Court date has not been set to determine ownership of Rapides Confederate monument
Matter is still pending in 9th Judicial District Court
ALEXANDRIA, La. (KALB) - An effort to remove the Confederate monument located in front of the Rapides Parish Courthouse has stalled after the matter has yet to see any movement in the 9th Judicial District Court.
The case was assigned to Judge Monique Rauls last August, but a court date has not been set yet.
In July, the Alexandria City Council passed an ordinance to remove the monument, however, the determination over who actually owns the statue has yet to be figured out. The City of Alexandria is pushing to remove the statue from the spot it is currently placed.
Back in June, former City Attorney David Williams filed a petition to have the Rapides Parish 9th Judicial District Court declare the City the sole owner of the statue, which according to newspaper records, was donated back in 1914 and placed at the courthouse in 1962. The petition was served to both the Rapides Parish Police Jury and the United Daughters of the Confederacy, the group that raised the money and presented the statute more than 100 years ago.

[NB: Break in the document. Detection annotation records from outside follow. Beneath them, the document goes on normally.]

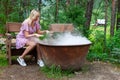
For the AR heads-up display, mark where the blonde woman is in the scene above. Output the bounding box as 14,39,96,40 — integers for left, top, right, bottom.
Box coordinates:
16,10,48,67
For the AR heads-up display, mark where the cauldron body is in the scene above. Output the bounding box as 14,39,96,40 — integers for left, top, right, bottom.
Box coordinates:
39,43,91,70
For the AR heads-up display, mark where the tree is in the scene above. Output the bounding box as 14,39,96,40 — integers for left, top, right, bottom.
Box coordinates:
84,0,94,36
103,0,108,52
116,0,120,30
55,0,59,22
110,0,117,36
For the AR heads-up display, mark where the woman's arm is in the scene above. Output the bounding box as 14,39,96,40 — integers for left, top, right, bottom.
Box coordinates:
24,31,35,38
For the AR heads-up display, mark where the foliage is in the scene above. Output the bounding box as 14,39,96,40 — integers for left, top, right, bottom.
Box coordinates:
41,65,73,78
107,29,120,63
66,6,86,32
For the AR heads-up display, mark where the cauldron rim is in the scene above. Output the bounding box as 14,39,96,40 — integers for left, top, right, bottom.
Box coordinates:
39,42,92,46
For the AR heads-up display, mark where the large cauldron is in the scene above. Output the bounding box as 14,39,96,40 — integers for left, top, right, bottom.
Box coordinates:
39,43,91,70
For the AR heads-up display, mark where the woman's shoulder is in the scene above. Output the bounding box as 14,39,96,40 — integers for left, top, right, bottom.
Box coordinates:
22,19,28,25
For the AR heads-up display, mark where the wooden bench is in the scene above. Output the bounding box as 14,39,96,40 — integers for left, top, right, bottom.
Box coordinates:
5,22,37,65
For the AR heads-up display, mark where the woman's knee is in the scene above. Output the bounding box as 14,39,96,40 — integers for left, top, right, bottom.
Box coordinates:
28,41,37,47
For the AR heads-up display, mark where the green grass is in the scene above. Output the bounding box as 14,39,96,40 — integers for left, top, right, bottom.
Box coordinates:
0,50,8,67
40,65,74,79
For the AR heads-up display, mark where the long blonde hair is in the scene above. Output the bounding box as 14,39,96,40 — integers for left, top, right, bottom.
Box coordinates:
29,9,40,19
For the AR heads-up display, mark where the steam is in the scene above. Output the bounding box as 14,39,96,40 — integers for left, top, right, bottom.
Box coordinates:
52,33,91,45
31,32,91,45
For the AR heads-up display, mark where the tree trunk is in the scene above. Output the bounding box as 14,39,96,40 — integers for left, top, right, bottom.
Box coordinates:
55,0,59,22
110,0,117,36
84,0,94,36
103,0,108,52
38,0,42,19
116,0,120,30
66,0,70,8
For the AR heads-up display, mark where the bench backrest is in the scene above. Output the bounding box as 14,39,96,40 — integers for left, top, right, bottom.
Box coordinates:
49,24,74,32
6,22,21,33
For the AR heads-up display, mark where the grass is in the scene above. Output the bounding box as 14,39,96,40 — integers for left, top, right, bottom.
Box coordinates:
41,65,74,79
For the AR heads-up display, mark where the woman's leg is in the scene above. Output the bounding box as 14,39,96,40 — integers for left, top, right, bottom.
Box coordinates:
20,41,36,58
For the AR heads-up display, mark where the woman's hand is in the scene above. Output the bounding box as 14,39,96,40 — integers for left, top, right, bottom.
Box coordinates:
45,30,54,34
34,34,43,37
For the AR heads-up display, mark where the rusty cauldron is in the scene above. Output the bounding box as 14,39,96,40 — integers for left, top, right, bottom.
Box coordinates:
38,43,91,70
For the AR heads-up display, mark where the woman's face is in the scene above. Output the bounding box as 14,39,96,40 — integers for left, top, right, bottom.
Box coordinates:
32,12,40,21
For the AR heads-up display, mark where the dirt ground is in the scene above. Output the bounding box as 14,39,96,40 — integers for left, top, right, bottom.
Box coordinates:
0,62,120,80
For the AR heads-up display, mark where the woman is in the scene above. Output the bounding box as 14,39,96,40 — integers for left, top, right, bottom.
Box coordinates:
16,10,49,67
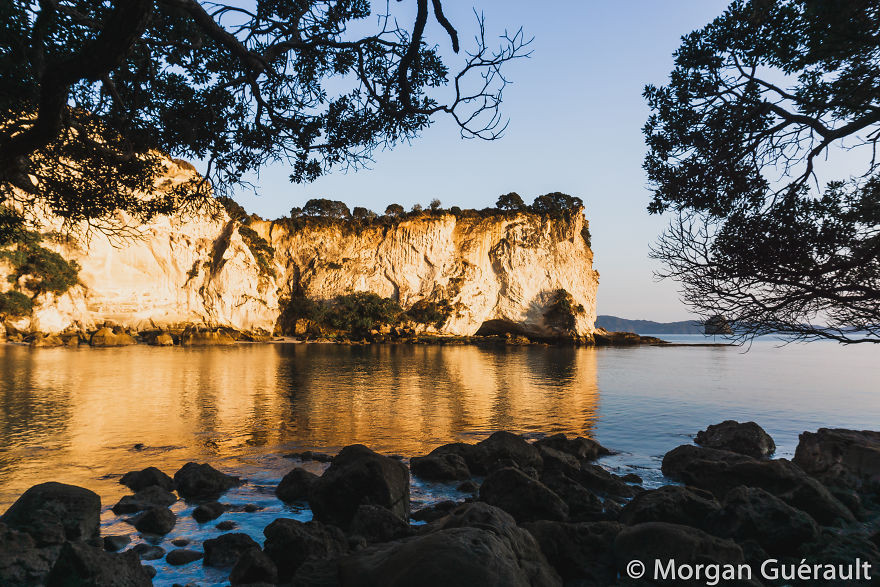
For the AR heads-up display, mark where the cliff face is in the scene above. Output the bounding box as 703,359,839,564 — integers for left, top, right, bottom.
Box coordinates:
0,163,598,336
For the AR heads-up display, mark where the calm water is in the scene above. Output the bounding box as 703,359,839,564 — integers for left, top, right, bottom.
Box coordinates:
0,337,880,584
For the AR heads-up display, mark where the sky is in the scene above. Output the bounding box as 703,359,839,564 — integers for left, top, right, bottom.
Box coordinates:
225,0,727,322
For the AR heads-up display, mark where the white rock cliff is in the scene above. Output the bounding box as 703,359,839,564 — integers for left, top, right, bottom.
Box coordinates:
0,161,598,336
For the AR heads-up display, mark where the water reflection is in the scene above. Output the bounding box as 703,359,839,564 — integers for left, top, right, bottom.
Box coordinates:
0,344,599,511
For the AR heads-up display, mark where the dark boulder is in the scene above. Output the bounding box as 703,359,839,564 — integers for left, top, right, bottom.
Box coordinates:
480,467,568,522
193,501,228,524
477,431,543,470
46,542,153,587
794,428,880,493
523,520,621,585
0,524,59,587
707,487,819,556
662,445,855,525
0,482,101,546
618,485,721,529
112,485,177,515
349,505,409,542
309,444,409,528
338,527,562,587
409,453,471,481
263,518,348,581
131,542,165,560
103,534,131,552
165,548,205,567
541,471,604,522
275,467,318,503
202,533,260,568
119,467,174,493
174,463,242,499
696,420,776,458
132,508,177,536
535,433,611,461
614,522,744,576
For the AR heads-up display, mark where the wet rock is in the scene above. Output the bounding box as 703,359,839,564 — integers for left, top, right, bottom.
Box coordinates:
202,533,260,567
477,431,543,470
90,326,137,347
193,501,227,524
614,522,744,576
541,471,603,522
707,487,819,556
696,420,776,458
46,542,153,587
480,467,568,522
131,507,177,536
456,479,480,493
131,543,165,560
104,534,131,552
165,548,205,567
111,485,177,515
411,499,459,522
427,442,489,475
180,326,235,346
263,518,348,581
618,485,721,529
174,463,242,499
284,450,333,463
662,445,855,525
229,548,278,585
338,527,561,587
0,482,101,546
794,428,880,492
309,444,409,528
0,524,59,587
119,467,174,492
409,453,471,481
349,505,409,542
535,434,611,461
275,467,318,503
523,520,621,585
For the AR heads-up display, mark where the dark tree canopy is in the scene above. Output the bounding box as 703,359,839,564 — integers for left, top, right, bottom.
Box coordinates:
644,0,880,342
303,198,351,218
0,0,528,242
531,192,584,215
495,192,526,210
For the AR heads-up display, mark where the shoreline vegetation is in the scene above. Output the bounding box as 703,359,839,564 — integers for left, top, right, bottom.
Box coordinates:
0,420,880,587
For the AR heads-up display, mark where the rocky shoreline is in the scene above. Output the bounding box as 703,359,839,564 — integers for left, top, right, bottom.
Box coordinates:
0,421,880,586
0,322,670,348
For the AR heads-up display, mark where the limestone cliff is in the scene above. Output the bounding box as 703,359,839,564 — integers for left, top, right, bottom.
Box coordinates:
0,161,598,336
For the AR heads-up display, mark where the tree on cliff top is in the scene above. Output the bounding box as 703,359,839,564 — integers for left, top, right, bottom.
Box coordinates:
644,0,880,343
0,0,528,242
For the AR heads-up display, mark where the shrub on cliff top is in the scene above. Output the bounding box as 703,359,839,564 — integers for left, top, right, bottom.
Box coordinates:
0,291,34,316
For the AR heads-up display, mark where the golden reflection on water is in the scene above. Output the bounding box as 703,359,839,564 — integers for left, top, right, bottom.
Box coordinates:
0,344,599,511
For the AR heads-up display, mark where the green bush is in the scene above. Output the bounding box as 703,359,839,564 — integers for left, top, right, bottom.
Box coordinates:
0,291,34,316
0,238,80,295
405,300,452,328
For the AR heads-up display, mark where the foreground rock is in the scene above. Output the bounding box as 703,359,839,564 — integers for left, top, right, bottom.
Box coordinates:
309,444,409,528
794,428,880,492
174,463,242,499
695,420,776,458
0,482,101,546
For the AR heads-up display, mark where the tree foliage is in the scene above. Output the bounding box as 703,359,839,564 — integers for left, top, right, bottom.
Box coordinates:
0,0,528,241
644,0,880,342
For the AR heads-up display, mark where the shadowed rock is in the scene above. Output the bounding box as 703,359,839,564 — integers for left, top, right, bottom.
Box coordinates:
695,420,776,458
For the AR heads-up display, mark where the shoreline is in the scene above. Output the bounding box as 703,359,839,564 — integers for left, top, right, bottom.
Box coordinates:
0,421,880,585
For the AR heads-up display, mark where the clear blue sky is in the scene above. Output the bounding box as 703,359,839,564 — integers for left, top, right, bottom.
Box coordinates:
235,0,727,321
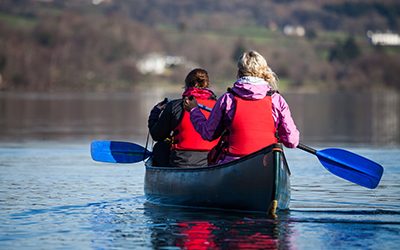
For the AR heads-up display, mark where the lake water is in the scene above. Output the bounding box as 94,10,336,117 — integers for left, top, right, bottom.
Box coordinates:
0,91,400,249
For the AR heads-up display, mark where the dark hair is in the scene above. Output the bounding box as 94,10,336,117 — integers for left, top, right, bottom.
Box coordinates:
185,68,210,89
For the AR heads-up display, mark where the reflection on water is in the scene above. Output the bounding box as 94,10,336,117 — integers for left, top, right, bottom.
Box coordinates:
0,90,400,145
144,203,292,249
0,140,400,249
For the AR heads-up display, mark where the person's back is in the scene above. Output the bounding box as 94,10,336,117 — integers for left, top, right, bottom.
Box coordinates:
185,51,299,163
149,69,217,167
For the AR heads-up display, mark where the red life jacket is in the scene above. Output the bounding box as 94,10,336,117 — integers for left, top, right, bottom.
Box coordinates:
172,90,218,151
228,95,278,156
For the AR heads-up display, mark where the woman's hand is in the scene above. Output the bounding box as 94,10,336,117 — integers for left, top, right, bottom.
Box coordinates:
183,96,197,112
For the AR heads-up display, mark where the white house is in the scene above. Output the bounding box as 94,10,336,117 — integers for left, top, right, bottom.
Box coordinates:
367,30,400,46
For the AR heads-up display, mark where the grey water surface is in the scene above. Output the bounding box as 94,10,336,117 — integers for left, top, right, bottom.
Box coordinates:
0,93,400,249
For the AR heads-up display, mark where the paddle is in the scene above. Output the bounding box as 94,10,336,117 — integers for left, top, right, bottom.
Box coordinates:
297,143,383,189
90,141,151,163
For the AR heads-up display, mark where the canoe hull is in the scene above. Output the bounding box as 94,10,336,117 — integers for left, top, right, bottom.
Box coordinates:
144,144,290,212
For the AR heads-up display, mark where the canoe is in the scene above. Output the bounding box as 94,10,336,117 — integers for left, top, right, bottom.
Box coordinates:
144,144,290,215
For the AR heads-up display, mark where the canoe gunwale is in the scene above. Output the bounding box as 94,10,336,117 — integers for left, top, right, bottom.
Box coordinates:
145,143,282,171
144,144,290,213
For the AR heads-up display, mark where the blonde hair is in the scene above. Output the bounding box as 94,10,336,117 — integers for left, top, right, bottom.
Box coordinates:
237,50,278,90
185,68,210,89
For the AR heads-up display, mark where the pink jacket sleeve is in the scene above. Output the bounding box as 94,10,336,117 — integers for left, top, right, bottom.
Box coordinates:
272,93,300,148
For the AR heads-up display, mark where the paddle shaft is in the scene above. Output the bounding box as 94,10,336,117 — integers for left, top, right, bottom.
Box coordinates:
297,143,317,155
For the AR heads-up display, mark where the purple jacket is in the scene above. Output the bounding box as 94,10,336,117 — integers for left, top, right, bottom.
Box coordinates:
190,76,300,148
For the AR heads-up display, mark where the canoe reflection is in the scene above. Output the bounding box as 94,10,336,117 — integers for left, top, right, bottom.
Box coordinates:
145,204,291,249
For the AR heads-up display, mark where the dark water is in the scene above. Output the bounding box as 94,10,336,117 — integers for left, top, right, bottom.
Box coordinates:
0,93,400,249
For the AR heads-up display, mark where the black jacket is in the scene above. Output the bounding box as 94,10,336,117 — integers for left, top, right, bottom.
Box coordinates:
148,99,208,167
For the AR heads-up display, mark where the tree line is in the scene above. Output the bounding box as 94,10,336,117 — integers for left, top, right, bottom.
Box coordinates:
0,0,400,90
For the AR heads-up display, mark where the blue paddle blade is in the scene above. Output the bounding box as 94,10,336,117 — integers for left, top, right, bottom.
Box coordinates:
316,148,383,189
90,141,151,163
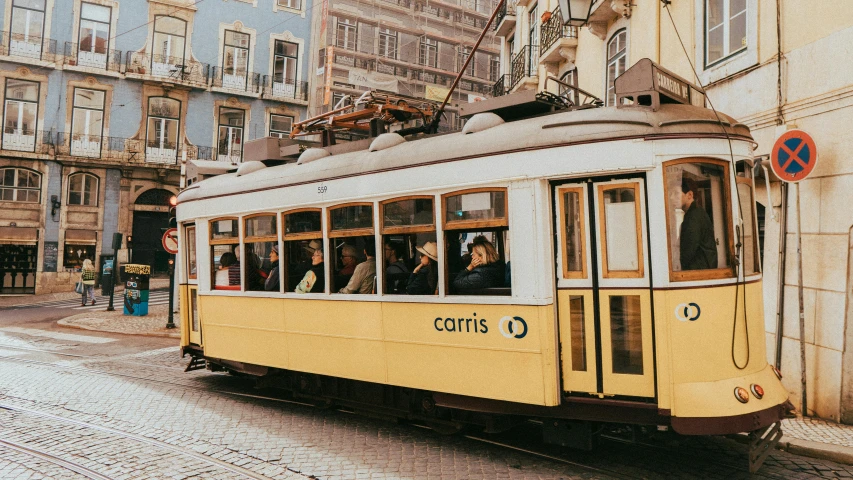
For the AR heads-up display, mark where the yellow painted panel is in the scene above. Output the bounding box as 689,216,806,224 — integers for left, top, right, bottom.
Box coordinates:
600,290,655,397
672,363,788,417
655,282,767,385
386,342,553,405
382,303,553,353
287,333,387,383
557,290,598,393
286,299,382,340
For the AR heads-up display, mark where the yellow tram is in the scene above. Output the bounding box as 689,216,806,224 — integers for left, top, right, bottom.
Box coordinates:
178,61,790,464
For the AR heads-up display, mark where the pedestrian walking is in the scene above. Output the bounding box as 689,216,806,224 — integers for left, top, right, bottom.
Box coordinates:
80,258,95,306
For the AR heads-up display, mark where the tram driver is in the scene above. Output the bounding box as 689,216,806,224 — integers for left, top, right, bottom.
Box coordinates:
679,176,717,270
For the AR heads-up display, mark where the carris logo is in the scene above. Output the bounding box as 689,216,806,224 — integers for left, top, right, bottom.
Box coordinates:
498,316,527,338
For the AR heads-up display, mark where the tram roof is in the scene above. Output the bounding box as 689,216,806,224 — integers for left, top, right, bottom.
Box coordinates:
178,104,752,202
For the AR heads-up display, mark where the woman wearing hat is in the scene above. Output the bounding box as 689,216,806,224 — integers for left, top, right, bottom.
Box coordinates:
406,242,438,295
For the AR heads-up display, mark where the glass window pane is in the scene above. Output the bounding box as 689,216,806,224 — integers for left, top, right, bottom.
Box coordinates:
382,198,434,227
445,191,506,222
666,162,730,272
569,295,586,372
330,205,373,230
245,215,276,237
284,212,322,235
610,295,643,375
603,188,640,272
210,220,240,240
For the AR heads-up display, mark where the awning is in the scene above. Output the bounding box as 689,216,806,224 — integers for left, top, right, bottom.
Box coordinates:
0,227,38,245
65,229,98,245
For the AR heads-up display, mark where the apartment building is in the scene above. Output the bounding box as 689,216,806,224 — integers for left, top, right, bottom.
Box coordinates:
0,0,312,294
310,0,500,130
495,0,853,423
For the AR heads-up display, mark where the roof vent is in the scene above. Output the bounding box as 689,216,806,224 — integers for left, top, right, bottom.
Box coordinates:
462,112,504,135
237,162,267,177
296,148,331,165
367,133,406,152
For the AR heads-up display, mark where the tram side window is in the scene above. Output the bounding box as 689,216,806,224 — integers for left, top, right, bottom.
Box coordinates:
242,214,280,292
382,197,438,295
665,160,731,279
328,204,376,294
210,218,240,290
280,209,326,293
443,189,512,295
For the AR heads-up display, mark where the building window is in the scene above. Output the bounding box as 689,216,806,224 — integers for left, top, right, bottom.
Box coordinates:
0,168,41,203
335,18,358,50
218,107,246,163
705,0,747,66
145,97,181,163
379,28,397,59
222,30,250,89
77,2,112,68
418,37,438,68
276,0,302,10
3,78,39,152
68,173,98,207
151,16,187,77
269,115,293,138
456,45,477,77
607,29,628,107
71,88,104,158
273,40,299,97
9,0,45,58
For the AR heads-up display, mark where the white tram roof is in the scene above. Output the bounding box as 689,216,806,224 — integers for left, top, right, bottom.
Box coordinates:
178,104,753,202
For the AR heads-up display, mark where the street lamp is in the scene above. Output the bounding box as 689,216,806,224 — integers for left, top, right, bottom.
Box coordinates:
559,0,595,27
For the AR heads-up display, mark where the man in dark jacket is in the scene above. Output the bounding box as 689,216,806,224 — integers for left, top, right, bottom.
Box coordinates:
679,177,717,271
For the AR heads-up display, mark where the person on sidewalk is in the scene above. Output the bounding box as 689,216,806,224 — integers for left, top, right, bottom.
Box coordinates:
80,258,95,307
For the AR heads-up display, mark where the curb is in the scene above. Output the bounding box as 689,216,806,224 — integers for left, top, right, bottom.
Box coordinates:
776,438,853,465
56,317,181,339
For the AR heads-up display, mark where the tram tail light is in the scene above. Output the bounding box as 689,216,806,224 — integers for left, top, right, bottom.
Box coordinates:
735,387,749,403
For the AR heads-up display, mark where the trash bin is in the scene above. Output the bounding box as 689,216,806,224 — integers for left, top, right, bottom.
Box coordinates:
121,263,151,317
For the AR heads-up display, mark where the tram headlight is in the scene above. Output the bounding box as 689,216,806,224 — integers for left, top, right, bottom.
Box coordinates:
735,387,749,403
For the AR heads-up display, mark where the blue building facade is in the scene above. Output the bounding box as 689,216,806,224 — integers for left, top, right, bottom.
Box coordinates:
0,0,314,294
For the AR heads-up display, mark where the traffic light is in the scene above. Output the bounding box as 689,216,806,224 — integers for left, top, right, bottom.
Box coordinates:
169,195,178,228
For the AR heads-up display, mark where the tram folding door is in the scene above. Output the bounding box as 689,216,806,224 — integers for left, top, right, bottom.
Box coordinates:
554,178,655,397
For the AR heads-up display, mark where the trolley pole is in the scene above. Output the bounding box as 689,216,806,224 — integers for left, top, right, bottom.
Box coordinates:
166,255,175,328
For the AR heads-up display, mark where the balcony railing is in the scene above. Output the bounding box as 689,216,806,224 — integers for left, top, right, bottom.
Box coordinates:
211,67,261,95
62,42,121,72
125,52,210,87
263,74,308,101
0,31,57,62
509,45,539,90
539,8,578,55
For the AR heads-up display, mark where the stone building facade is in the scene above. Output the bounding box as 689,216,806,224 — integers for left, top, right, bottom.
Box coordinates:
0,0,312,294
495,0,853,423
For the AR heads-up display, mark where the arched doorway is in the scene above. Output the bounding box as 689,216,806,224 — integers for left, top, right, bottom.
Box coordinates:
130,188,174,273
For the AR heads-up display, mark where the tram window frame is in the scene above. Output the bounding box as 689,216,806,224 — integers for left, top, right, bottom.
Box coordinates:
208,217,243,291
596,181,645,278
278,208,328,294
661,157,735,282
441,187,512,297
240,212,281,292
326,202,379,295
376,195,441,296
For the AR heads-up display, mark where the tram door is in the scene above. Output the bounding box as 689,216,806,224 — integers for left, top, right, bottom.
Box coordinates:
554,178,655,397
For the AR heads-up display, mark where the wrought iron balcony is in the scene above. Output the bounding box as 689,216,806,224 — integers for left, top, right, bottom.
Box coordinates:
0,31,57,62
211,67,261,96
125,52,210,88
263,74,308,101
62,42,122,72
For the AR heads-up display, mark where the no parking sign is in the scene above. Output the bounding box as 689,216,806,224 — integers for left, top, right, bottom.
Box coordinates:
770,129,817,182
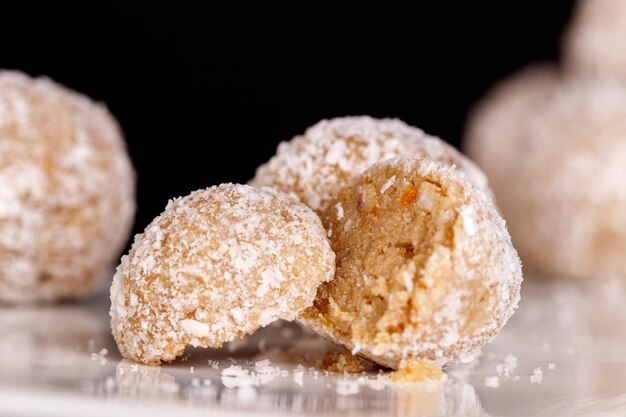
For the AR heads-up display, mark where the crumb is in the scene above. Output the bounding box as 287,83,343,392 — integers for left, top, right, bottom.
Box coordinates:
485,376,500,388
89,349,109,366
317,352,366,374
293,365,304,387
337,379,359,395
390,360,443,382
530,367,543,384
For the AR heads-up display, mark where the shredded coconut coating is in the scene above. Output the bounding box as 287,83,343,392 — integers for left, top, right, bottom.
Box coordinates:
111,184,335,364
464,63,559,198
0,71,135,303
250,116,489,213
301,158,522,369
465,67,626,279
498,81,626,280
563,0,626,82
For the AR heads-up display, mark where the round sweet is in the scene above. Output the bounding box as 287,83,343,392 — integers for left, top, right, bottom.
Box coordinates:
0,71,135,303
497,81,626,280
464,63,559,196
250,116,489,214
111,184,335,364
301,158,522,368
563,0,626,82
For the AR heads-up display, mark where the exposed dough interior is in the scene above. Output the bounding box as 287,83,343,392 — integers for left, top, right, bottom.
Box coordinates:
305,164,482,350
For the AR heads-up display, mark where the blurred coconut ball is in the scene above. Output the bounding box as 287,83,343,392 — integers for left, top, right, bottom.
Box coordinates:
563,0,626,82
465,73,626,279
465,63,559,195
0,71,135,302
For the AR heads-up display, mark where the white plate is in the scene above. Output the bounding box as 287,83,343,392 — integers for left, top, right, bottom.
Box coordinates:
0,280,626,417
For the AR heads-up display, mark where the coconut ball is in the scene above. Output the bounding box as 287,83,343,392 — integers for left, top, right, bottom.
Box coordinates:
0,71,135,303
250,116,488,213
301,158,522,368
466,68,626,279
501,82,626,279
464,63,559,195
563,0,626,82
111,184,335,364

In a court filing, attorney Alan Pesnell of Marksville, who represents the UDC Thomas Overton Moore Chapter and its president Carolyn Ann Cleveland in the legal matter, writes that the “City was never deeded or donated an unconditional title to the statue,” and instead, “the statue at issue was conditionally dedicated to the people of Rapides Parish and the City, on the requirement of public display and view in the locality of Alexandria.”
The UDC claims it did not dedicate the statue to be displayed at a state or other historical site, “rather it was given to be displayed in the local public venue.” The group also states that it sought the permission of the Rapides Parish Police Jury, who was also served with the City’s petition, to relocate the statue to the courthouse property from its previous location outside the old City Hall.
The UDC also maintains that the Police Jury has refused to care for and maintain the statue. Pesnell continues by writing the “UDC has never abandoned nor delegated its ownership interest in the statue nor its obligations as owner to care for, maintain, and/or repair the statue.” Pesnell later argues that the City and the Police Jury are not the owners “and have never been” the owners of the statue.
District 5 councilman Chuck Fowler said once ownership is determined, the council will continue to push to have the statue removed from its current spot.
“I think there is a very small chance of us being named the owner of it. I would hate to see it destroyed and if there was a way through an intergovernmental agreement or through some type of participation at the request of the Police Jury to remove it, we might find some way to help them. When I say remove it, I mean move it to another spot,” said Fowler.
Williams was recently sworn in as a judge in the 9th Judicial District Court, so new City Attorney Shane Williams will handle the case once a court date is set.